FutureCar Staff    Nov 26, 2023 5:14 AM PT
Car tax revenue boost for Treasury

Vehicle Excise Duty, commonly known as car tax, is expected to generate an additional £2.4 billion per year for the Treasury by 2028-29. This increase in revenue is driven by the taxation of electric vehicles (EVs). The Office for Budget Responsibility (OBR) predicts that VED tax receipts will rise from £8 billion in the current financial year to £10.4 billion in five years' time. This is due to higher duty rates and the end of VED exemption for EVs in 2025, which will result in over one million battery car owners being taxed annually for the first time.

The OBR has significantly revised its forecast for VED revenue, with an expected increase of £400 million per year. By 2025-26, car tax receipts are projected to reach £8.8 billion, rising to £9.3 billion the following year and £9.8 billion in the subsequent year. The OBR now forecasts that by 2028-29, the Treasury will generate £10.4 billion from car taxation alone.

The forthcoming Zero Emission Vehicle mandate (ZEV) is also expected to contribute to the increase in VED earnings. This mandate will set binding targets for EV sales, with 22% of all new models sold in 2024 being fully electric. The ZEV mandate provides a roadmap for estimating the revenue increase from VED in the coming years.

There is uncertainty regarding fuel duty, particularly with regards to the 5p cut and the freeze on petrol and diesel taxation. The OBR has made changes to its forecasts for fuel duty income based on a slowdown in EV uptake and the delay in the ban on sales of new petrol and diesel cars. The OBR predicts that fuel duty revenue will fall by £700 million from the previous financial year to £24.4 million in the current term. However, it anticipates a significant rise to £28.2 billion in 2024-25, taking into account the removal of the 5p cut and annual increases in line with RPI inflation.

Motoring organizations, such as the AA, have called for a tiered approach to EV taxation, with lower rates for EVs to encourage their adoption. The impact of the VED changes will vary for different groups of EV owners, with existing and new owners facing increased costs. The changes will affect owners of older electric cars, recently-bought EVs, and buyers of brand new EVs differently.

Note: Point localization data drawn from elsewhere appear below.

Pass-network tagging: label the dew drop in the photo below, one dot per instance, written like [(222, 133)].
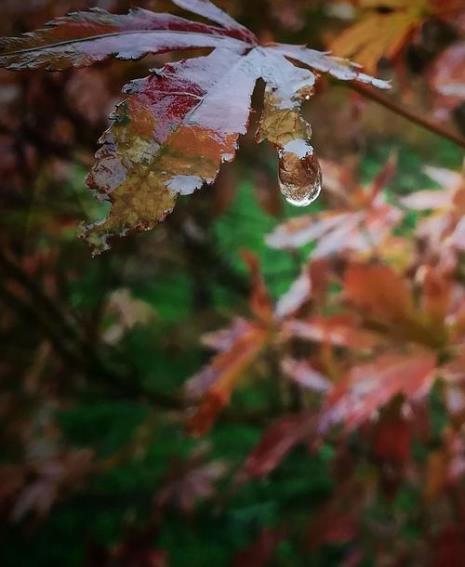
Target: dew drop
[(299, 173)]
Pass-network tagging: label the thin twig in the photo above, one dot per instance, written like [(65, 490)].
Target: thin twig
[(407, 113)]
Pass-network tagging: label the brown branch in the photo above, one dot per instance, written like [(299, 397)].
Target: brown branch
[(409, 114)]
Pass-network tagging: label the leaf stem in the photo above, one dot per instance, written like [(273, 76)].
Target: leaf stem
[(407, 113)]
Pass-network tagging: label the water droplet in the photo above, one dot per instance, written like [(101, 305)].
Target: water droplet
[(299, 173)]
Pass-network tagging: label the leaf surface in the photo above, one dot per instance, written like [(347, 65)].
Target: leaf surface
[(176, 127), (83, 38), (368, 387)]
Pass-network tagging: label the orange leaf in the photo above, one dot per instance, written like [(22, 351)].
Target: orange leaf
[(216, 382), (379, 291), (367, 388)]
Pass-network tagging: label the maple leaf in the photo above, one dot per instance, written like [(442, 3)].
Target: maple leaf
[(177, 126), (444, 226), (368, 387), (381, 34), (359, 224), (447, 77), (238, 348), (386, 26), (277, 441)]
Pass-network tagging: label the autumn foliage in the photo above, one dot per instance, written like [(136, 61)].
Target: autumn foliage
[(306, 403)]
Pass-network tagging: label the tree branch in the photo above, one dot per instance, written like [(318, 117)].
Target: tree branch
[(407, 113)]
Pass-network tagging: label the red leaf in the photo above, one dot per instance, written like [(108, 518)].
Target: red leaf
[(339, 330), (260, 301), (447, 77), (211, 12), (302, 373), (215, 383), (276, 443), (392, 439), (379, 291), (367, 388), (360, 224), (83, 38), (176, 128)]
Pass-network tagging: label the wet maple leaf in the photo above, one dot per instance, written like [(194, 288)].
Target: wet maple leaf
[(359, 224), (177, 126)]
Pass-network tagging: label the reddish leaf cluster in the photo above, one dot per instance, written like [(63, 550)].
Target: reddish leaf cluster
[(364, 336), (177, 126)]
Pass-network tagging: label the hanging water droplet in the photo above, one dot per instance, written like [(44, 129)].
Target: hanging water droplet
[(299, 173)]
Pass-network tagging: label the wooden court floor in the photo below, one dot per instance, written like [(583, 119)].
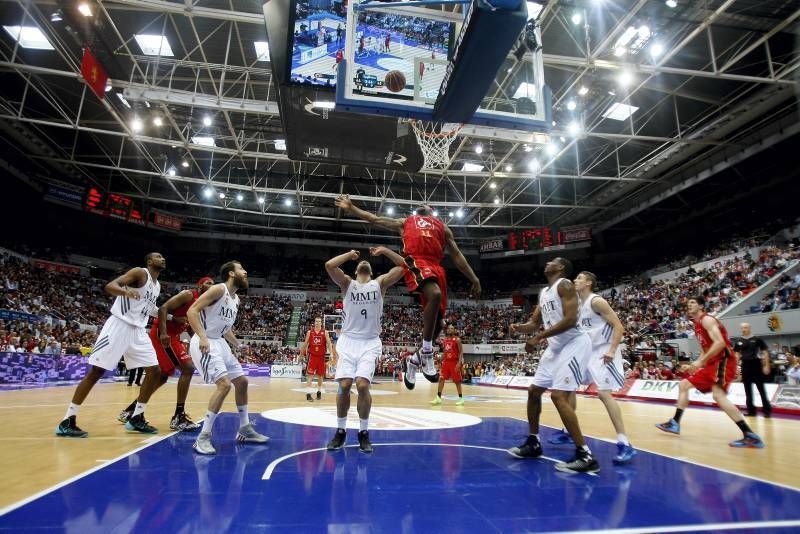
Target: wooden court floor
[(33, 458)]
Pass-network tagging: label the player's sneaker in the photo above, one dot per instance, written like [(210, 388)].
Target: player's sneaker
[(582, 463), (137, 423), (671, 427), (750, 441), (561, 438), (532, 448), (625, 454), (428, 367), (202, 445), (123, 416), (248, 434), (68, 429), (363, 442), (337, 441), (183, 423)]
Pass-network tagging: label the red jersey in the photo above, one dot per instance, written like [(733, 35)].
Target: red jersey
[(451, 352), (705, 340), (316, 343), (424, 238), (175, 328)]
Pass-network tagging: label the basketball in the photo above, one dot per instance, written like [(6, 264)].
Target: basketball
[(395, 81)]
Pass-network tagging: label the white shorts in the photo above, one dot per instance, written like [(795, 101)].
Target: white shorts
[(357, 357), (606, 376), (119, 339), (218, 363), (564, 370)]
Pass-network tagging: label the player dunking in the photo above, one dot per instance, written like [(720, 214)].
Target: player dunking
[(165, 334), (562, 366), (212, 317), (452, 363), (713, 371), (359, 346), (424, 240), (317, 341), (124, 335)]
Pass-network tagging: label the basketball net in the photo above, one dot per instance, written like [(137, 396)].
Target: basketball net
[(434, 140)]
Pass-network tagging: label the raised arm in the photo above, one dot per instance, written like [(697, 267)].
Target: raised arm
[(333, 266), (121, 286), (344, 202), (462, 264)]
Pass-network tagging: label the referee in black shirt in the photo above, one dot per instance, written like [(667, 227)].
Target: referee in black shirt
[(754, 358)]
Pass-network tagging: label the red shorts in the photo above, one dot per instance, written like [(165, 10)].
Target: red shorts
[(721, 372), (420, 270), (316, 366), (450, 371), (172, 358)]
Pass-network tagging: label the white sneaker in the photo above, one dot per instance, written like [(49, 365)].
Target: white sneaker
[(203, 444), (248, 434)]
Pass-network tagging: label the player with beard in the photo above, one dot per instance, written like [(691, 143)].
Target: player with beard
[(212, 318)]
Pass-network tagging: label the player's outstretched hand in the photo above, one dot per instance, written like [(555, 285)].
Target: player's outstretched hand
[(344, 202)]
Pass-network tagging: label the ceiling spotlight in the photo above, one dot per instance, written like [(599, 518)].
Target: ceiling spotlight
[(85, 9)]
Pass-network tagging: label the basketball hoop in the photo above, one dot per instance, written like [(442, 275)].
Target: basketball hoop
[(434, 140)]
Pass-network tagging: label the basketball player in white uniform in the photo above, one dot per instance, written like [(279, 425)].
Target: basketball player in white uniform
[(359, 345), (212, 317), (124, 334), (604, 366), (561, 367)]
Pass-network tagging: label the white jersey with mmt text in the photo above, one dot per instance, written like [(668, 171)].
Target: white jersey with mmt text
[(218, 318), (137, 312), (363, 308), (591, 322), (552, 314)]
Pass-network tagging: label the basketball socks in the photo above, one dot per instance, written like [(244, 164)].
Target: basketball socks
[(72, 410), (208, 422), (244, 418), (140, 406)]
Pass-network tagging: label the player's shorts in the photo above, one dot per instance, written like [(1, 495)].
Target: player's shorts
[(357, 357), (316, 366), (119, 339), (564, 370), (219, 362), (450, 370), (721, 372), (171, 358), (606, 376), (420, 270)]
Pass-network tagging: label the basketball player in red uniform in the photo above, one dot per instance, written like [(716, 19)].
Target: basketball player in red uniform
[(165, 334), (424, 240), (452, 363), (317, 341), (713, 371)]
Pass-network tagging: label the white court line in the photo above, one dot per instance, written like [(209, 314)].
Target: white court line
[(147, 443), (271, 467), (688, 528), (678, 458)]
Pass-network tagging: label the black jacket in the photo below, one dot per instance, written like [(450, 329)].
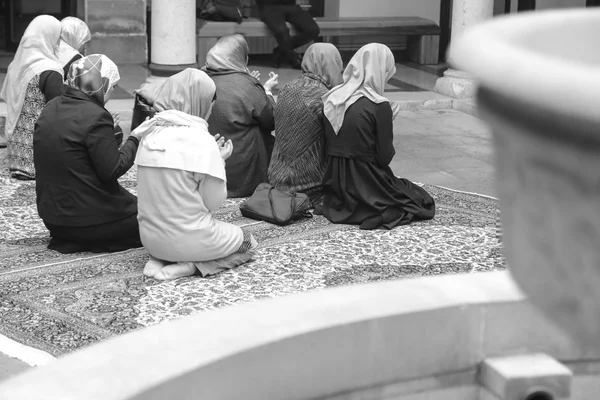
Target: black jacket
[(77, 163), (263, 3)]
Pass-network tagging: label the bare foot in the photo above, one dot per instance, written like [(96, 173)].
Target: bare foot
[(153, 266), (174, 271)]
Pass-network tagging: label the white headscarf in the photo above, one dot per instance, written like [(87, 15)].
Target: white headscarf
[(93, 75), (230, 53), (181, 139), (365, 76), (325, 61), (36, 54), (75, 33), (109, 70)]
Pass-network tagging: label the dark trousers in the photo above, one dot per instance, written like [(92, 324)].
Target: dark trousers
[(109, 237), (275, 17)]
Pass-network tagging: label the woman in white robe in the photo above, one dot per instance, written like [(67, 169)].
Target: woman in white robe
[(181, 180), (74, 37)]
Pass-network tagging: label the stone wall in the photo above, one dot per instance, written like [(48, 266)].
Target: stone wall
[(118, 30)]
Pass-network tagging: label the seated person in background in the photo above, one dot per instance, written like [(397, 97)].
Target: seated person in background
[(34, 77), (275, 13), (359, 186), (243, 112), (74, 37), (78, 163), (181, 181), (299, 160)]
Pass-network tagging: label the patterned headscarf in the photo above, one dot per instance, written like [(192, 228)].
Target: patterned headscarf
[(365, 76), (75, 33), (93, 75), (36, 54), (230, 53), (324, 60), (190, 91)]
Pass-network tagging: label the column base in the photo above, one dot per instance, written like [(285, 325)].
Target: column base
[(456, 84), (163, 70)]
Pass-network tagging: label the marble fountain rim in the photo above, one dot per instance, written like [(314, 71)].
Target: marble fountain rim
[(540, 88)]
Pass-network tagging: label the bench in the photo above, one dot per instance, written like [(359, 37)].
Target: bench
[(423, 34)]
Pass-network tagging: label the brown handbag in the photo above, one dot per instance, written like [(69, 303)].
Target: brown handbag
[(276, 206)]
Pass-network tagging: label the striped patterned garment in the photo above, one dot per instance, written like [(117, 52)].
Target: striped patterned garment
[(299, 160), (499, 228)]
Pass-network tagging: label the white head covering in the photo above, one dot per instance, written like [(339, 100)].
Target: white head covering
[(365, 76), (93, 75), (230, 53), (36, 54), (181, 139), (325, 61), (109, 70), (75, 33)]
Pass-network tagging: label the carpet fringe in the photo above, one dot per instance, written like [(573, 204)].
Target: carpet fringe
[(29, 355)]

The future of fuel duty remains uncertain, and motoring experts believe that the Chancellor may face challenges in both removing the 5p cut and increasing the tax, especially with a general election approaching. Pump prices for petrol and diesel remain high, and there is concern about the costs associated with going green. The RAC Foundation suggests that it is difficult to predict the future of motoring taxes and calls for clarity to encourage green purchase plans.